First, a confession. I wanted a "Commissioner's Commendation" when I was in the RCMP. Recognition for some of the truly stupid ways I put myself in harm's way. I never got one, and I was probably envious of some of my close friends and partners who did earn them. The closest I came was a letter of appreciation from the Commanding Officer. It was for not shooting someone in La Ronge. That someone was armed with an axe and a knife, but things worked out well and no one got hurt. He ended up with some of the help he needed.
In some ways I hate what it says about me that I desired to be honoured that way, and what it says about my ego that I felt deserving of it. I suppose that in my defense I could point out that, although I was in a position to do so, I never ever recommended myself for them. Hoping that someone else would make that recommendation is just a little better.
Here are a few instances gleaned from roughly the last year of my service, that made me think I was deserving of the commendation. Part of my reasoning behind sharing them is to illustrate what police in isolated communities face on a regular basis. Part is pure ego.
Back in the dark ages, we were often left alone up here, back up was a plane ride and a few hundred kilometres away. It's just the way things were done. Thankfully those days are past. One Saturday I was enjoying my days off, sitting in the office doing paper work, when the phone rang. There was no point in ignoring it because back in those days when people couldn't reach us at the office they called us at home, not the comcentre in Iqaluit.
The call was about a young woman at the Northern Store, a young woman with a personality disorder who had been ramping up her behaviour partially to get attention from the police. She had been embroiled in a conflict with the Northern staff, and now sought to resolve that conflict by threatening them with a knife.

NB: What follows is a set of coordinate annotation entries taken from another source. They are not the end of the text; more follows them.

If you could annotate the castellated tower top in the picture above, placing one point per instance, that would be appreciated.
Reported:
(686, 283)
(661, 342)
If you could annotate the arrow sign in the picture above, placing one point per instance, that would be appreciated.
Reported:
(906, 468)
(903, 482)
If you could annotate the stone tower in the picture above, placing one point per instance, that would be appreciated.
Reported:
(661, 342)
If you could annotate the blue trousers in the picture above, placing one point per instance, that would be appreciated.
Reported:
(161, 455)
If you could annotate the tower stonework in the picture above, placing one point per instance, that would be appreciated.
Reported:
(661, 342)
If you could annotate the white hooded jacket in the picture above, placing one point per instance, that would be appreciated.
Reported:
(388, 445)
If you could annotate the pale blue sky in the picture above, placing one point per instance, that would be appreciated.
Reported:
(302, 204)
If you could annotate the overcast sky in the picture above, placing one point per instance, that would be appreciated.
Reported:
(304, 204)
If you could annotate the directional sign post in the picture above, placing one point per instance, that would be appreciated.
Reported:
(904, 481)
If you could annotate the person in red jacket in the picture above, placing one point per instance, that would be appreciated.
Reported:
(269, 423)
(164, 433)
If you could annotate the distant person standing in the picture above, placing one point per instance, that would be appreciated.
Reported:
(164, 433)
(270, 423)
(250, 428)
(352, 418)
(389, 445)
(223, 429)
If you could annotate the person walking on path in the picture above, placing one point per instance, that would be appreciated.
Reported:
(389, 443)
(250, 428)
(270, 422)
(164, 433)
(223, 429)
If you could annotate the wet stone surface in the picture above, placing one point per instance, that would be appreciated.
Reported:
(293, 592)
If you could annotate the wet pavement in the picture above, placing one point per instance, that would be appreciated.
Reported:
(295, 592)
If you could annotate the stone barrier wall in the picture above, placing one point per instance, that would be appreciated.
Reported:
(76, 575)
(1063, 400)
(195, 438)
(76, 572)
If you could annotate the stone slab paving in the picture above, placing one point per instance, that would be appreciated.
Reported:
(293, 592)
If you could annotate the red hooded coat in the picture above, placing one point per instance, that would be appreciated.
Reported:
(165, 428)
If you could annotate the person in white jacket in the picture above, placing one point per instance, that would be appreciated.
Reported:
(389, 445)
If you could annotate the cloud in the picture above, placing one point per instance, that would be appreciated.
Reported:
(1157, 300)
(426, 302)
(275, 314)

I had a problem. I was just at the office doing paper work, my duty belt, along with my sidearm, pepper spray, etc., were at home. Now my office was essentially next door to the Northern, only a warehouse seperates the two, and my home and duty belt were in the opposite direction. I had a choice, I could take time to go get my proper equipment, or I could go unarmed to a weapons call. Leah was one of those staff at the Northern, I went unarmed to the call.